For all the criticism (mine included) surrounding Apple’s delay of various Apple Intelligence features, I found this different perspective by Ben Thompson fascinating and worth considering:
What that means in practical terms is that Apple just shipped the best consumer-grade AI computer ever. A Mac Studio with an M3 Ultra chip and 512GB RAM can run a 4-bit quantized version of DeepSeek R1 — a state-of-the-art open-source reasoning model — right on your desktop. It’s not perfect — quantization reduces precision, and the memory bandwidth is a bottleneck that limits performance — but this is something you simply can’t do with a standalone Nvidia chip, pro or consumer. The former can, of course, be interconnected, giving you superior performance, but that costs hundreds of thousands of dollars all-in; the only real alternative for home use would be a server CPU and gobs of RAM, but that’s even slower, and you have to put it together yourself. Apple didn’t, of course, explicitly design the M3 Ultra for R1; the architectural decisions undergirding this chip were surely made years ago. In fact, if you want to include the critical decision to pursue a unified memory architecture, then your timeline has to extend back to the late 2000s, whenever the key architectural decisions were made for Apple’s first A4 chip, which debuted in the original iPad in 2010. Regardless, the fact of the matter is that you can make a strong case that Apple is the best consumer hardware company in AI, and this week affirmed that reality.
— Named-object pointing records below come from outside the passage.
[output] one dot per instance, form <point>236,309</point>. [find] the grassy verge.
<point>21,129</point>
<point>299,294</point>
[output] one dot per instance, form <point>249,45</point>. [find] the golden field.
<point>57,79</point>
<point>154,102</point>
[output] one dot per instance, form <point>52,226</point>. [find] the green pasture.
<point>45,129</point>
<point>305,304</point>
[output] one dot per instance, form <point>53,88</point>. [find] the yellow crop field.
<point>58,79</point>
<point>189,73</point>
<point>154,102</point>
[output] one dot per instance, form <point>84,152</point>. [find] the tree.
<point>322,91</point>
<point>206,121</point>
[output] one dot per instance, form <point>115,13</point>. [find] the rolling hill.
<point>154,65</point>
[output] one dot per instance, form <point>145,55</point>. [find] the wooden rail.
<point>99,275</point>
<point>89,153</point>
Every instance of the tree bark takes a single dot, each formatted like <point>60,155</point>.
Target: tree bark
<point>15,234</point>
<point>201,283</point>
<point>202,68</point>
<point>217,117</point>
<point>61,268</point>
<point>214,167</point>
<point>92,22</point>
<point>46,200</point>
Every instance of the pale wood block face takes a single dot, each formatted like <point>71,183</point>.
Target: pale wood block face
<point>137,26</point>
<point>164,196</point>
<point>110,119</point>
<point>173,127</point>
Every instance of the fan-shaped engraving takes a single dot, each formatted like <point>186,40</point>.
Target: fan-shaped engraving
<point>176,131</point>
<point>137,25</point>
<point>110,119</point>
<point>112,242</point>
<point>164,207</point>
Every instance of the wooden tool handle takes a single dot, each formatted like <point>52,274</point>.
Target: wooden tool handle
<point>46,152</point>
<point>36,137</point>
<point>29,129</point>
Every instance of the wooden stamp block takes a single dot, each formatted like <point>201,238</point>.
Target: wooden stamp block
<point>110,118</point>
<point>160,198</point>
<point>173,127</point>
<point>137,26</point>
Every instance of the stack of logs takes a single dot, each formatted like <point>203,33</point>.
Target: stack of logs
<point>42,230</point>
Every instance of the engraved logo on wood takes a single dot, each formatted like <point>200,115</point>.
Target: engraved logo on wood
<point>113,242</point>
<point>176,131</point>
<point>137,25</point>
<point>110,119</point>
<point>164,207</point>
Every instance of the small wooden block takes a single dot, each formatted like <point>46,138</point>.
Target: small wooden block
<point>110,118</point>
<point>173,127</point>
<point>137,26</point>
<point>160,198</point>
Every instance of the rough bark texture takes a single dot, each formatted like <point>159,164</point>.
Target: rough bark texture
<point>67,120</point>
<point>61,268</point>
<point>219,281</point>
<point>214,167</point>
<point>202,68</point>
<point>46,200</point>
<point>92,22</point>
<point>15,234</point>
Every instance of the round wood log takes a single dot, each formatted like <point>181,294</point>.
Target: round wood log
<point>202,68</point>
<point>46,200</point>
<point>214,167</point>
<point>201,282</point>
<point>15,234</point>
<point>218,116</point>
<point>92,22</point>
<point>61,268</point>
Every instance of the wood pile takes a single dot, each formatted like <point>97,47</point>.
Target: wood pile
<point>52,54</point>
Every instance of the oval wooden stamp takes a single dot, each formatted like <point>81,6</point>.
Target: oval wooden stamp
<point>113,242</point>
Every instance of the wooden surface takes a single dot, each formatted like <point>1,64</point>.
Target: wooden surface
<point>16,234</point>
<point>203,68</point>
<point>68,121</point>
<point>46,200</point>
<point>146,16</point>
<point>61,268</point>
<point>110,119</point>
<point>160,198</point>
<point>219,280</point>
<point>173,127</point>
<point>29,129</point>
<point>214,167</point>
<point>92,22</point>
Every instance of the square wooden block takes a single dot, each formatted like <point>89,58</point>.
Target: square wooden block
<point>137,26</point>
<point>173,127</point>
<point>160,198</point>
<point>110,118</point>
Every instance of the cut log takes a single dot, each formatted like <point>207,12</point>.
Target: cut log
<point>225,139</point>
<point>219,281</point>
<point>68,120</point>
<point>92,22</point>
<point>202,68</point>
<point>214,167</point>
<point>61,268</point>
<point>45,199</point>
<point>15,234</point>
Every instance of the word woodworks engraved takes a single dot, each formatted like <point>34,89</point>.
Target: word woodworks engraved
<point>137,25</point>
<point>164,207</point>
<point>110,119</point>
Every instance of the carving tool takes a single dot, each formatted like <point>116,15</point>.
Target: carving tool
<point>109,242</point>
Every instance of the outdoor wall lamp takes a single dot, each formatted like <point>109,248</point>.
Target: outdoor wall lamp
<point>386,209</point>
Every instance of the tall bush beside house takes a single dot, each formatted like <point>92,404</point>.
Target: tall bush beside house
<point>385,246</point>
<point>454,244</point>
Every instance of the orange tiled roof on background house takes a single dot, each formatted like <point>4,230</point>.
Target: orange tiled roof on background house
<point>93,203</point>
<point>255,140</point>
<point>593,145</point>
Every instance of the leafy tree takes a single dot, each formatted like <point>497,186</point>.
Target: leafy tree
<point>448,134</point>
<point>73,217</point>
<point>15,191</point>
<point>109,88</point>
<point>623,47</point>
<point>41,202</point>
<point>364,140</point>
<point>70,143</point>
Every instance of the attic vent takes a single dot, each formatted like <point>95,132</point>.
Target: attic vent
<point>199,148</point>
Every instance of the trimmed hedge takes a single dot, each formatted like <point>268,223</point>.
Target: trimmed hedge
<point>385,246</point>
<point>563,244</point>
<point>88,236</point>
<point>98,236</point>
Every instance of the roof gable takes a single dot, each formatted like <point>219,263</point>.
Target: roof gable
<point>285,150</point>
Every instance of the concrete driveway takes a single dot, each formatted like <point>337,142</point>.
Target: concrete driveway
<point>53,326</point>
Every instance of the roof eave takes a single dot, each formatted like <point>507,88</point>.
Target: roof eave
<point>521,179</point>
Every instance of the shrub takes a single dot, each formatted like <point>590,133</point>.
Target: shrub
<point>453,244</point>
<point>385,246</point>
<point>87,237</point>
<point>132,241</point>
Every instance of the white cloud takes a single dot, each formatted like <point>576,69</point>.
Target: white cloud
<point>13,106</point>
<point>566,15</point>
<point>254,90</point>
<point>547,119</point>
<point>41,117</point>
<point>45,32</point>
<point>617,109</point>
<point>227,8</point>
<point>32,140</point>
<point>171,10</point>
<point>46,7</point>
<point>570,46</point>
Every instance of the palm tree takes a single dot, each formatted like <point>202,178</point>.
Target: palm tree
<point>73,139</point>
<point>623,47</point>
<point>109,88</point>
Anecdotally speaking, based on the people who cover AI that I follow these days, it seems there are largely two buckets of folks who are into local, on-device models: those who have set up pricey NVIDIA rigs at home for their CUDA cores (the vast minority); and – the undeniable majority – those who run a spectrum of local models on their Macs of different shapes and configurations (usually, MacBook Pros). If you have to run high-end, performance-intensive local models for academic or scientific workflows on a desktop, the M3 Ultra Mac Studio sounds like an absolute winner.
However, I’d point out that – again, as far as local, on-device models are concerned – Apple is not shipping the best possible hardware on smartphones.
While the entire iPhone 16 lineup is stuck on 8 GB of RAM (and we know how memory-hungry these models can be), Android phones with at least 12 GB or 16 GB of RAM are becoming pretty much the norm now, especially in flagship territory. Even better in Android land, what are being advertised as “gaming phones” with a whopping 24 GB of RAM (such as the ASUS ROG Phone 9 Pro or the RedMagic 10 Pro) may actually make for compelling pocket computers to run smaller, distilled versions of DeepSeek, LLama, or Mistral with better performance than current iPhones.
Interestingly, I keep going back to this quote from Mark Gurman’s latest report on Apple’s AI challenges:
There are also concerns internally that fixing Siri will require having more powerful AI models run on Apple’s devices. That could strain the hardware, meaning Apple either has to reduce its set of features or make the models run more slowly on current or older devices. It would also require upping the hardware capabilities of future products to make the features run at full strength.
Given Apple’s struggles, their preference for a hybrid on-device/server-based AI system, and the market’s evolution on Android, I don’t think Apple can afford to ship 8 GB on iPhones for much longer if they’re serious about AI and positioning their hardware as the best consumer-grade AI computers.